# Theater Room Upgrades



## Hank Perkins (Jun 6, 2016)

We moved into our current home back in 2000. At that time I built a theater room. Over time, things began to get buggy and while it still would operate, it didn't operate well. Back in January, I got with one of my good friends who is in the business to strip and re-do the room. It became apparent about 8 weeks ago, my schedule was a hold up for this process. I asked Mike to take over management and get things going. I also handed him a check. First, take the room from a 5.2 room to a 7.2.4 room. Currently there is no plan to upgrade the front three speakers (Emotiva 8.3 towers with matched center channel). Surrounds will be handled by the large Mointor Audio in-wall and in-ceiling speakers. Processor will be a Marantz 8802A, all power amps will be Emotiva XPA-1's, and 2 multi channel. I have an old Sony Blue Ray player that we will use until the offerings for 4K are better. The projector is my old JVC DLA-RS35U (this will be upgraded but again, not until the 4K offerings are more widespread). I have been using a home built screen since 2000. A new Dragonfly acoustic transparent screen is going in. We are going from 120" diagonal to 133" diagonal. 

Progress so far:

Screen frame is built.
Surround speakers are installed
Everything is on order

MFW-15 subs will be upgraded this weekend

New AC ductwork, paint and carpet is scheduled
Seating is ordered
Lighting upgrades are in process


----------



## Tonto (Jun 30, 2007)

Welcome to the Shack Hank! Sounds like you have a nice theater in progress. We would love to see some pictures.


----------



## NBPk402 (Feb 21, 2012)

Sounds like a great setup, but we love PICs.


----------



## Hank Perkins (Jun 6, 2016)

Nothing worthy of a phot yet. Maybe in a couple of weeks.


----------



## Tonto (Jun 30, 2007)

We understand, I'm in the same boat! But since my roof repair is finally in progress, it forced me to clean it up a bit. I'll try to find my old build thread & resurrect it.


----------



## Hank Perkins (Jun 6, 2016)

We had a little progress today. Electrical is complete including an initial cut at programming the lighting, first coat of spackling is on the walls and ceiling as required, final planning for shelving, speaker stands, etc is complete.

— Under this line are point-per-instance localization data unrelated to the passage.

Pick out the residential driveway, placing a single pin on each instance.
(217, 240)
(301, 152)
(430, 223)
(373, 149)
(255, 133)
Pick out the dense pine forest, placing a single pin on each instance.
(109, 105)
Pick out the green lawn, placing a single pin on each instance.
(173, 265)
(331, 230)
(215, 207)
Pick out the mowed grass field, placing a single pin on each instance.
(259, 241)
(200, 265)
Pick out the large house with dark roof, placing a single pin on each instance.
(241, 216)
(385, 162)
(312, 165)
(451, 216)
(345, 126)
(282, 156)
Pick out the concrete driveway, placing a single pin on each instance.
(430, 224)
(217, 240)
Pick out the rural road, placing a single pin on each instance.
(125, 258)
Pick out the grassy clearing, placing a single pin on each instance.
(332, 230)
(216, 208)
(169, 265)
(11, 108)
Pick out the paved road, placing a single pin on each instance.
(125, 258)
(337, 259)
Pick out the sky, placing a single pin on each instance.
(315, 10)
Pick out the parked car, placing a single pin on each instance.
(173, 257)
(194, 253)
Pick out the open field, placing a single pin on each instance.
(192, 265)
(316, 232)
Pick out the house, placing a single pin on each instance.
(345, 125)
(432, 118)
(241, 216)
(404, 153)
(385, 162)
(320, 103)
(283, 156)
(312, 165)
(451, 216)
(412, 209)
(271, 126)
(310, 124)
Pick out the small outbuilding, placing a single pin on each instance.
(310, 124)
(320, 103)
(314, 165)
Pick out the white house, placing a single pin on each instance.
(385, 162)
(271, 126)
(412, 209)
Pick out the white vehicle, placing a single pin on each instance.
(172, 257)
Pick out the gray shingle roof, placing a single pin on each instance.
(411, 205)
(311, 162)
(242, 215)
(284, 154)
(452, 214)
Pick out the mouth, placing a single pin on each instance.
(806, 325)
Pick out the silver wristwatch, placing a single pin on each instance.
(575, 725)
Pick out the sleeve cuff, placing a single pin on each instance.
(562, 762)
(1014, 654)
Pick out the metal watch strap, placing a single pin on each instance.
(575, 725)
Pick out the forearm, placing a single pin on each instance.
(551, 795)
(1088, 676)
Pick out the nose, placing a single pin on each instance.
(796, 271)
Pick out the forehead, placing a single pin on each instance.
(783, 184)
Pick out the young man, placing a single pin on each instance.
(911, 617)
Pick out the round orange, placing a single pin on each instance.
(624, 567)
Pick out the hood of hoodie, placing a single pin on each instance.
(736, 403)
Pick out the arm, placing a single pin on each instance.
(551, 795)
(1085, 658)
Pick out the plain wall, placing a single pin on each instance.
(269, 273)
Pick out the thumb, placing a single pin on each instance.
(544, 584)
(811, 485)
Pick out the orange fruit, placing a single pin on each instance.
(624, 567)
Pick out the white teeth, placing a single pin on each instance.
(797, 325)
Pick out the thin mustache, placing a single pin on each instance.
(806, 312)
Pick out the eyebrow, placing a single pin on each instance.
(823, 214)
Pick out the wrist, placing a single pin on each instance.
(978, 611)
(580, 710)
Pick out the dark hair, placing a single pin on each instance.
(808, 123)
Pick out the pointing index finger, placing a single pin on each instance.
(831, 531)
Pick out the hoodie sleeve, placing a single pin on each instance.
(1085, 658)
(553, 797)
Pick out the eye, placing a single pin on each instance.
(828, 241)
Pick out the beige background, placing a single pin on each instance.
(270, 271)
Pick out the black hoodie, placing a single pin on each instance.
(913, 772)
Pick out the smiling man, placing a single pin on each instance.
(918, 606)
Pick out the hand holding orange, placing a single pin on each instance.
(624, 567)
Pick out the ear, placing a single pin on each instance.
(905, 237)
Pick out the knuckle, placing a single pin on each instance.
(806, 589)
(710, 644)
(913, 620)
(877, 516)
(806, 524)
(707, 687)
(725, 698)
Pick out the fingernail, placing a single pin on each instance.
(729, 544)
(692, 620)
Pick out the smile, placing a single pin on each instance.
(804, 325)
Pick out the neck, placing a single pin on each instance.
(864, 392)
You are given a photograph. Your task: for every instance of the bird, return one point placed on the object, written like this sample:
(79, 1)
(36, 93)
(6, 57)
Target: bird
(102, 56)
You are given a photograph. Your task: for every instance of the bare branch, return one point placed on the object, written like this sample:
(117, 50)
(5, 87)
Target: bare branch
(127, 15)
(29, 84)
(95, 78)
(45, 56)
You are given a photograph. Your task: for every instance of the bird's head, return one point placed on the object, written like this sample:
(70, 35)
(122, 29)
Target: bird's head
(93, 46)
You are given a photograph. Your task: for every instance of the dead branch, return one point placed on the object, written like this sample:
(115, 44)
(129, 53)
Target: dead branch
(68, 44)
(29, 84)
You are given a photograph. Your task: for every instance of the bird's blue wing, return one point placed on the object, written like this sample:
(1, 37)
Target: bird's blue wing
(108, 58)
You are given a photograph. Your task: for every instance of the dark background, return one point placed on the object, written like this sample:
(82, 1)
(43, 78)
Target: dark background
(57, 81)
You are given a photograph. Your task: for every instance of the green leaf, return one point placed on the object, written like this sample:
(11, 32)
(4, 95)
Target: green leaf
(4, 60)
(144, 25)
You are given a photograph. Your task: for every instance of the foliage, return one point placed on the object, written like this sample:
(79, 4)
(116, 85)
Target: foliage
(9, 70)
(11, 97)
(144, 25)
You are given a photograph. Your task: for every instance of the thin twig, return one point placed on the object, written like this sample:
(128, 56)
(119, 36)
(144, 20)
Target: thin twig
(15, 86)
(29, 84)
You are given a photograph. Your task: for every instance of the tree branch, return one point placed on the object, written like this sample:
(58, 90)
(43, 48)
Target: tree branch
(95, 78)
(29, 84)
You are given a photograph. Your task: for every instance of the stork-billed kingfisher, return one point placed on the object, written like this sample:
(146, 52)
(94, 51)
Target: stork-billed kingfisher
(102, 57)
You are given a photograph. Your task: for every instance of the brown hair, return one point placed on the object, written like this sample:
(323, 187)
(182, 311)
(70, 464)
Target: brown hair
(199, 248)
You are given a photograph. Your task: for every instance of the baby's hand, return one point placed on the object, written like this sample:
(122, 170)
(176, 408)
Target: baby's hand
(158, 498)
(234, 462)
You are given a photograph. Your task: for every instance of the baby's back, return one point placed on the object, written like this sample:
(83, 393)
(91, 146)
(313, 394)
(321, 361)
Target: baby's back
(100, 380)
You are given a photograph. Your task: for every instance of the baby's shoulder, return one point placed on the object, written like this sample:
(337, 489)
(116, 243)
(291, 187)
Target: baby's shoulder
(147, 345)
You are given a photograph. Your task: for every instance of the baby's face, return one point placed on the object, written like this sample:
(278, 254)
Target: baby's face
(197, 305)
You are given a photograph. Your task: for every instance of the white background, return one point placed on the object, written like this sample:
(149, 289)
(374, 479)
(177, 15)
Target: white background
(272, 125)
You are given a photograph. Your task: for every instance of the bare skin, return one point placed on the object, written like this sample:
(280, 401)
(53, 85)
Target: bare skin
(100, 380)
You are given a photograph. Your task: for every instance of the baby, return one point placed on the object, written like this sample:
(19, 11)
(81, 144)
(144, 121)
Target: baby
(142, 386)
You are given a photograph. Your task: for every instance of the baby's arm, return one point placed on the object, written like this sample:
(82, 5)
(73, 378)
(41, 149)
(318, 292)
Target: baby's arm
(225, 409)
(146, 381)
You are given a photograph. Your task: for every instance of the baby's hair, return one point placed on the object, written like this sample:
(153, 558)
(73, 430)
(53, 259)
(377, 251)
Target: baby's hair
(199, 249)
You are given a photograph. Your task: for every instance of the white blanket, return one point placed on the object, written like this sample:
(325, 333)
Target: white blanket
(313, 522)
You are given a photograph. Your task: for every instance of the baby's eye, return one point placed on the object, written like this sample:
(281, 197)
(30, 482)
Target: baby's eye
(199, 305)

I hope to have paint, carpet, amp placement, speaker placement, and wiring complete by next weekend. Although the seating is still 4-5 weeks away, I hope to have everything but seating complete in another 2 weeks. Then I will have a couple of weeks to play around so that once the seating is delivered, I will be ready to get down to business on calibration by then.


----------



## Todd Anderson (Jul 24, 2009)

Definitely... let's see some pics! Love seeing the before, during and after shots!


----------



## Hank Perkins (Jun 6, 2016)

Room is 27x12 with a riser.

How do I post pictures? I have them in photobucket.


----------



## Hank Perkins (Jun 6, 2016)

Failed attempt to post pictures.


----------



## Tonto (Jun 30, 2007)

You can always save them to your desktop & drag them into the "drag files to attach here" space below this message area (scroll down). You can drag them from an email as well. That's what I did.


----------



## Hank Perkins (Jun 6, 2016)

Trying again...


----------



## Hank Perkins (Jun 6, 2016)

And one more....


----------



## Todd Anderson (Jul 24, 2009)

Nice wall color choice!

Approve! ;-)


----------



## Hank Perkins (Jun 6, 2016)

Todd Anderson said:


> Nice wall color choice!
> 
> Approve! ;-)


That's the old color along with the dark grey ceiling.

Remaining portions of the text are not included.